Another promising line to go down would be to work on MCMC methods themselves. Dark energy models of the type I’ve studied can produce degeneracies in parameter space, or have parameters which are very unconstrained. Both of these outcomes contribute to the slow convergence (or even failure) of MCMC sampling. Perhaps, then, we should try to move the field away from MCMC (or at least, Metropolis–Hastings MCMC) and towards something more suited to tackling difficult distributions, such as nested sampling (though in my experience, that can also be very slow), or ensemble slice sampling6.
And how about the role of large collaborations in all this? I’ve already mentioned the huge amount of data the SKA is going to collect. Other projects that are on the horizon, such as JWST and Euclid, will do the same. Something I want to learn more about is how these collaborations decide on how much of their data is made public, and when. Do collaboration members have exclusive, or preferential access? How does this in turn affect reproducibility? And what efforts are made to ensure that researchers from developing countries (whose governments are unlikely to be able to buy into the experiments) are able to make use of the data too? This particular question of widening access is of course extremely difficult to address, as dealing with economics naturally takes us into a very politicised realm.
The food for thought, then: in the future I want to think more carefully about the tools I’m applying to a problem, and consider if what I am doing is easily replicable by another (and if I have explained it well enough in the paper for another to understand and follow!). I also want to gain a deeper understanding of the tools themselves, to see if they can be improved in any significant way. So far in my career I’ve managed to steer well clear of collaboration policies and politics, but I would certainly like to learn more about how these consortia manage and distribute their data.
- Or at least, as I frequently write in the conclusions of my papers.
- I’ve written more about my work on alternative dark energy models in a couple of other posts: https://nataliebhogg.com/2019/04/13/constraints-on-the-interacting-vacuum-geodesic-cdm-scenario/ and https://nataliebhogg.com/2020/02/25/paper-day-madrid-week-seven/ and see here for a layperson’s introduction to dark energy: https://nataliebhogg.com/2020/10/18/coincidence-problem-anthropic-principle/. I’ve never written about MCMC or Bayesian statistics in detail — a post for another day.
- And the answer is not to simply throw more computing power at the problem! I’ve written a bit about this before (https://nataliebhogg.com/2020/09/29/tribalism-in-science/), but in terms of carbon emissions, reliance on high performance computing is not at all good for the environment.

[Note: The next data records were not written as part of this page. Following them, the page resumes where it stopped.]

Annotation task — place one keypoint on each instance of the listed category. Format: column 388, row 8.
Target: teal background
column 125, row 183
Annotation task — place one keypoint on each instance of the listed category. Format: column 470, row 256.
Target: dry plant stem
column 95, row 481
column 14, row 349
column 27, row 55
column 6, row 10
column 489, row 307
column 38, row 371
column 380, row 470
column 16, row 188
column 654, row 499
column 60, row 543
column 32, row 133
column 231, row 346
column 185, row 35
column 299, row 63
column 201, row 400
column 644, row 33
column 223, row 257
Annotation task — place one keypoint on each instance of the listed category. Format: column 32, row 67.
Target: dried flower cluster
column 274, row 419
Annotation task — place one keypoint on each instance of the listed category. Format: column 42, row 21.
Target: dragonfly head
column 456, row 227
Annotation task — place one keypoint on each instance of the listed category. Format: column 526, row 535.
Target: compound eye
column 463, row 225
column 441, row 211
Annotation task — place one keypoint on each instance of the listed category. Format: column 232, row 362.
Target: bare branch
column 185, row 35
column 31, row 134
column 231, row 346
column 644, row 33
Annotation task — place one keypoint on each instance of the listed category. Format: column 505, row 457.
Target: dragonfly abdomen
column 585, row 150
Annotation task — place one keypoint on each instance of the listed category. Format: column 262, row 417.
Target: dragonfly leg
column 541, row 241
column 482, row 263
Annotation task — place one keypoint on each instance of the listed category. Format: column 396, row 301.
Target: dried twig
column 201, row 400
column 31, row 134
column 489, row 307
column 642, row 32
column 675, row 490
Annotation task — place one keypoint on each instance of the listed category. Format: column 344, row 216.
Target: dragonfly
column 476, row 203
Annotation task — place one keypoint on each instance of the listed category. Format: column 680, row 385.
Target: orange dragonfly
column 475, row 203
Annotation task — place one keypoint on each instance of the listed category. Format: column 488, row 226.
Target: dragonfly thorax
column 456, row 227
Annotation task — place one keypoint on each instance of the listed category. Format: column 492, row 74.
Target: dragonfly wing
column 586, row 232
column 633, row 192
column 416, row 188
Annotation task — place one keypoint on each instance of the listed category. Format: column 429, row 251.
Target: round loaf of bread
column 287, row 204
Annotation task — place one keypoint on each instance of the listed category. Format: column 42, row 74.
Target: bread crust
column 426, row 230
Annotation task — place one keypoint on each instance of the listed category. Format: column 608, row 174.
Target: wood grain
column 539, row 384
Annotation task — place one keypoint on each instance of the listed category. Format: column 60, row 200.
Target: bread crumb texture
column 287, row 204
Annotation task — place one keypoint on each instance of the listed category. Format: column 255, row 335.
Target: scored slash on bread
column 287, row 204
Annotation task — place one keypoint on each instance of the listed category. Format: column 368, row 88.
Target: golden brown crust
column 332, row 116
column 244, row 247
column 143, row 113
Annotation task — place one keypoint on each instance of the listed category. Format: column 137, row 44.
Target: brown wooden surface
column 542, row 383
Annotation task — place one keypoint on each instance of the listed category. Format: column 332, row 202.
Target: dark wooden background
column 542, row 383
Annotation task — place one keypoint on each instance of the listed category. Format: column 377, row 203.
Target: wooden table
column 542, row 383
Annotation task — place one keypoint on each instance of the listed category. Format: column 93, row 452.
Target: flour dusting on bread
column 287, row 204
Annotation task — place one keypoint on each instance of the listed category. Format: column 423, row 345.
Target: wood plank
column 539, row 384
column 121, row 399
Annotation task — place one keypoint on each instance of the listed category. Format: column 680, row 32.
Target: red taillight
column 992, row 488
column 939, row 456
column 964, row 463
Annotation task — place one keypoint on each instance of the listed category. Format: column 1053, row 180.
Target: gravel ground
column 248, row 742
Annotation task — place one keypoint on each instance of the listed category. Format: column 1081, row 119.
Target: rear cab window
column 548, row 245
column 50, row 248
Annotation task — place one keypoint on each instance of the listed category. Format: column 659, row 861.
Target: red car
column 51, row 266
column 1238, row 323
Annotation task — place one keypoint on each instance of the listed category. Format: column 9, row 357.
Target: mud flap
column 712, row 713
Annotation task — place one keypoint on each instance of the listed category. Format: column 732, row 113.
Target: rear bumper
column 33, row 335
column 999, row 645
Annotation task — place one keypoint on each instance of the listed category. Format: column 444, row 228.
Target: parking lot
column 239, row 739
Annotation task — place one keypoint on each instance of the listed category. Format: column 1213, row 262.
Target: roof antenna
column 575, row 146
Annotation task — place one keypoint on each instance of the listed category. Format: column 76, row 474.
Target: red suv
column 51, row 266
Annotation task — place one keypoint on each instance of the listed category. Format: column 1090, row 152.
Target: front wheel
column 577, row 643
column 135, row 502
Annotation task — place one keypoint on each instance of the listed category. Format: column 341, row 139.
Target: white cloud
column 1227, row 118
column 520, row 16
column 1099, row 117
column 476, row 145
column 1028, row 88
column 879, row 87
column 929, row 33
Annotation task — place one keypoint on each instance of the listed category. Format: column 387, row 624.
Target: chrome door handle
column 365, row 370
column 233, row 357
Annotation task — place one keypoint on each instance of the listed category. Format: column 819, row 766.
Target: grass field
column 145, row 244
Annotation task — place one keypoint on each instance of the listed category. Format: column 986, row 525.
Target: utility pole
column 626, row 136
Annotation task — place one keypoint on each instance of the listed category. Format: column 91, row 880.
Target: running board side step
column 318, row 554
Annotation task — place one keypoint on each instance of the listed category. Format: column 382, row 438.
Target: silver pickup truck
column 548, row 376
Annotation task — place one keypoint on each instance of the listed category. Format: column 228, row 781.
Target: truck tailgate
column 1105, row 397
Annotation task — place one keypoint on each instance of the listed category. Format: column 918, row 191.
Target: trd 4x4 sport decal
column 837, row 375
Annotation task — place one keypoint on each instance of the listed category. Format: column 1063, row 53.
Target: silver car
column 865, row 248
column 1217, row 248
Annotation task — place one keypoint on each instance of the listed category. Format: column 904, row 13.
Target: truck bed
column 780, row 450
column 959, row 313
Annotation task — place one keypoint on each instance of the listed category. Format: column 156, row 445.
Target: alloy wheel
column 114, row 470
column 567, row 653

- There’s a reason that turning a crank was used a punishment in Victorian prisons: it’s mind-numbingly dull, and patently useless (it’s also where the slang term “screw”, meaning prison officer, comes from).
- Perhaps brought on by my A Level maths teacher who one day told me that I’d never get higher than a B in her subject. As it turns out, she was exactly right, but I’m hoping my PhD in cosmology will be sufficient compensation.